The eternal wanderers: Sephardic Jewish genetics and culture
How the scattering of the Sephardim influenced Jews across the world
Give me your tired, your poor,
Your huddled masses yearning to breathe free,
The wretched refuse of your teeming shore.
Send these, the homeless, tempest-tost to me,
I lift my lamp beside the golden door!
- The New Colossus, Emma Lazarus
Millions of Americans can still summon some of these lines from the poem The New Colossus that graces a plaque at the Statue of Liberty’s foot. The passage captures something stirring about the nature of American society, and the sorts of people that streamed to these shores for centuries, fleeing persecution and poverty.

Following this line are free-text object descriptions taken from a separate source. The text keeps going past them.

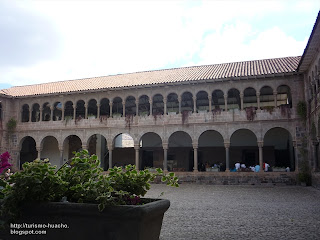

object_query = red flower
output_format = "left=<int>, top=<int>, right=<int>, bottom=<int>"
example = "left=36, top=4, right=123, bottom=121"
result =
left=0, top=151, right=12, bottom=174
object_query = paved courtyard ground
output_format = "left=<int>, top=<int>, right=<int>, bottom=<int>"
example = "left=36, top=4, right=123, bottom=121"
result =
left=145, top=184, right=320, bottom=240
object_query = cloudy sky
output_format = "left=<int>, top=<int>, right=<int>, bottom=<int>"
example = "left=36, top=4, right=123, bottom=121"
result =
left=0, top=0, right=319, bottom=89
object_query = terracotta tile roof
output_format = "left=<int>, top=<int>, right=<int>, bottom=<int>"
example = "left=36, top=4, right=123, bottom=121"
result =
left=0, top=56, right=301, bottom=97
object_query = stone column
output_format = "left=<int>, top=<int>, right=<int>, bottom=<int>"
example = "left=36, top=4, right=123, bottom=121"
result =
left=273, top=91, right=278, bottom=107
left=73, top=106, right=76, bottom=120
left=149, top=99, right=153, bottom=115
left=36, top=147, right=42, bottom=159
left=208, top=95, right=212, bottom=112
left=85, top=103, right=88, bottom=119
left=256, top=92, right=260, bottom=109
left=293, top=141, right=299, bottom=172
left=164, top=98, right=167, bottom=115
left=178, top=96, right=182, bottom=114
left=224, top=142, right=230, bottom=171
left=59, top=146, right=64, bottom=166
left=109, top=102, right=113, bottom=117
left=29, top=109, right=32, bottom=122
left=50, top=106, right=54, bottom=121
left=193, top=143, right=198, bottom=172
left=240, top=93, right=244, bottom=110
left=258, top=141, right=263, bottom=172
left=82, top=144, right=87, bottom=150
left=135, top=100, right=139, bottom=116
left=108, top=145, right=113, bottom=169
left=224, top=94, right=228, bottom=111
left=163, top=143, right=168, bottom=171
left=97, top=103, right=100, bottom=119
left=122, top=100, right=126, bottom=117
left=134, top=144, right=140, bottom=170
left=39, top=108, right=43, bottom=122
left=61, top=103, right=64, bottom=121
left=193, top=96, right=197, bottom=113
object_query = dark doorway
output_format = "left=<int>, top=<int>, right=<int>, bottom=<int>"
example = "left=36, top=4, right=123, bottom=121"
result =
left=142, top=150, right=153, bottom=169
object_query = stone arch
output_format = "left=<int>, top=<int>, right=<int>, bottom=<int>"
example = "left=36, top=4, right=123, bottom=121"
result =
left=168, top=131, right=193, bottom=172
left=212, top=90, right=225, bottom=110
left=125, top=96, right=136, bottom=116
left=112, top=133, right=135, bottom=167
left=260, top=86, right=274, bottom=108
left=167, top=93, right=179, bottom=114
left=152, top=94, right=164, bottom=115
left=243, top=87, right=257, bottom=108
left=42, top=102, right=51, bottom=121
left=230, top=129, right=258, bottom=169
left=140, top=132, right=163, bottom=169
left=40, top=136, right=60, bottom=167
left=53, top=102, right=63, bottom=121
left=76, top=100, right=85, bottom=119
left=64, top=101, right=74, bottom=119
left=63, top=135, right=82, bottom=160
left=31, top=103, right=40, bottom=122
left=87, top=134, right=108, bottom=169
left=196, top=91, right=209, bottom=112
left=138, top=95, right=150, bottom=116
left=112, top=97, right=123, bottom=117
left=19, top=136, right=37, bottom=168
left=263, top=127, right=294, bottom=171
left=21, top=104, right=30, bottom=122
left=277, top=85, right=292, bottom=108
left=227, top=88, right=240, bottom=110
left=181, top=91, right=194, bottom=112
left=100, top=98, right=110, bottom=117
left=88, top=99, right=98, bottom=118
left=198, top=130, right=225, bottom=171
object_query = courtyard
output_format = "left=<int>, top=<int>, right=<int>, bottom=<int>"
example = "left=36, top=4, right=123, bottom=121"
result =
left=146, top=184, right=320, bottom=240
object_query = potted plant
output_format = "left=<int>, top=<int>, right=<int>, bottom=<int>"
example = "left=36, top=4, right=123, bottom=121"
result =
left=0, top=150, right=178, bottom=240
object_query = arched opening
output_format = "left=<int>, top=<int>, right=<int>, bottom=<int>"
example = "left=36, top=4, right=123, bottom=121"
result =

Maybe less well-known is their author, Emma Lazarus. Her ancestors arrived in what became New York City, long before there were these United States and 195 years before Lazarus’ own birth in 1849. Her forebears were themselves refugees, fleeing war and the inquisition in the Portuguese-ruled city of Recife, in modern-day Brazil. That city had been ruled by the Dutch for a generation and attracted an influx of settlers from the Netherlands. But the handful of Portuguese Jews from Amsterdam who had arrived to make their fortune in the New World found themselves under the rule of Portugal again when Recife fell and were given the choice between exile or converting to Christianity. Rather than staying, the small Jewish community fled to the nearest large city still under Dutch rule in the New World: New Amsterdam. And ten years later when the English took over and renamed it New York City, they stayed on.